Some 17% of small business owners said they had withdrawn at least £10,000 ($12,386) from their savings and 7% said they had taken out more than £50,000, in the survey by Hertfordshire challenger bank Redwood Bank.
Of these, 3% said they had withdrawn over £100,000 to stay afloat.
This could equate to an estimated total of £22.4bn in savings withdrawn by small businesses across the country, according to the bank’s figures.
Gary Wilkinson, CEO and co-founder of Redwood Bank, said: “COVID-19 has had a significant impact on small and medium sized enterprises (SMEs) who rely on regular income and a healthy cash flow.

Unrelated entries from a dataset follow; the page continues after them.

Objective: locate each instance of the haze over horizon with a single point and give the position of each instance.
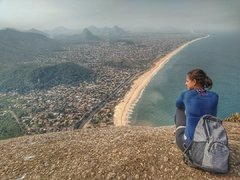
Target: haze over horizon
(137, 15)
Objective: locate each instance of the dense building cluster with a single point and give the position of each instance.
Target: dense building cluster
(116, 63)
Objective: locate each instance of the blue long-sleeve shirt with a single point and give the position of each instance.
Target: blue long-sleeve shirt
(196, 105)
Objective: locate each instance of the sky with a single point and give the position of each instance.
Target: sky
(128, 14)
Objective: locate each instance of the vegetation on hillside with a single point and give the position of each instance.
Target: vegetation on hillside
(9, 126)
(16, 46)
(23, 78)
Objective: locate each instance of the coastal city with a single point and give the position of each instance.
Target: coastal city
(91, 104)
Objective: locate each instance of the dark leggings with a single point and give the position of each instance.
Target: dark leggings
(180, 122)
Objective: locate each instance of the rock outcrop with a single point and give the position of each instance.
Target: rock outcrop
(107, 153)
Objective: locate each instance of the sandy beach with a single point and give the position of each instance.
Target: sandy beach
(122, 110)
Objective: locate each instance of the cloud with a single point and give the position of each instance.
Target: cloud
(127, 13)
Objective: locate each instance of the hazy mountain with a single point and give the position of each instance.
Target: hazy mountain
(38, 32)
(85, 37)
(16, 46)
(63, 31)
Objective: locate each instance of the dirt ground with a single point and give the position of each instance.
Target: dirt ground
(107, 153)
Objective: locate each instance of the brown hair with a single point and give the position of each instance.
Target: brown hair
(201, 78)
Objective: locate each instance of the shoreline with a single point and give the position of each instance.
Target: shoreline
(122, 109)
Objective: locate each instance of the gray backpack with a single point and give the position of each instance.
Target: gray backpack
(209, 148)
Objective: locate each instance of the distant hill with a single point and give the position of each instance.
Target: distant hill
(38, 32)
(85, 37)
(16, 46)
(23, 78)
(63, 31)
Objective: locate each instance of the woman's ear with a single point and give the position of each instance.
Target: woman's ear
(194, 82)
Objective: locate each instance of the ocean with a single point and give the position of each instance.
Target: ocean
(218, 55)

“As a result of the lockdown, many businesses have had to shut down their operations to adhere to government guidelines, which has meant revenue has been cut dramatically, but unfortunately bills still need to be paid.
“With no or little income coming in, our findings show many businesses are desperately trying to stay afloat and have had to tap into their hard-earned savings to pay costs and keep going.”
Four in 10 (41%) small businesses have had to close since the beginning of the coronavirus outbreak in the UK, according to a separate survey of 5,471 small business owners by the Federation of Small Businesses in May.
Paying a mortgage or lease on their premises has been a struggle for many small businesses as over a quarter (28%) have failed to make, or faced severe difficulties in making, rent or mortgage repayments as a result of the economic impact of the coronavirus pandemic, the survey found.
A quarter have had to postpone product development plans as the coronavirus has brought the economy to a standstill.
A fifth (21%) of small businesses that export products said they have had to either reduce or cancel international sales.
Of those businesses that have closed, 35% are not sure whether they will ever be able to reopen again.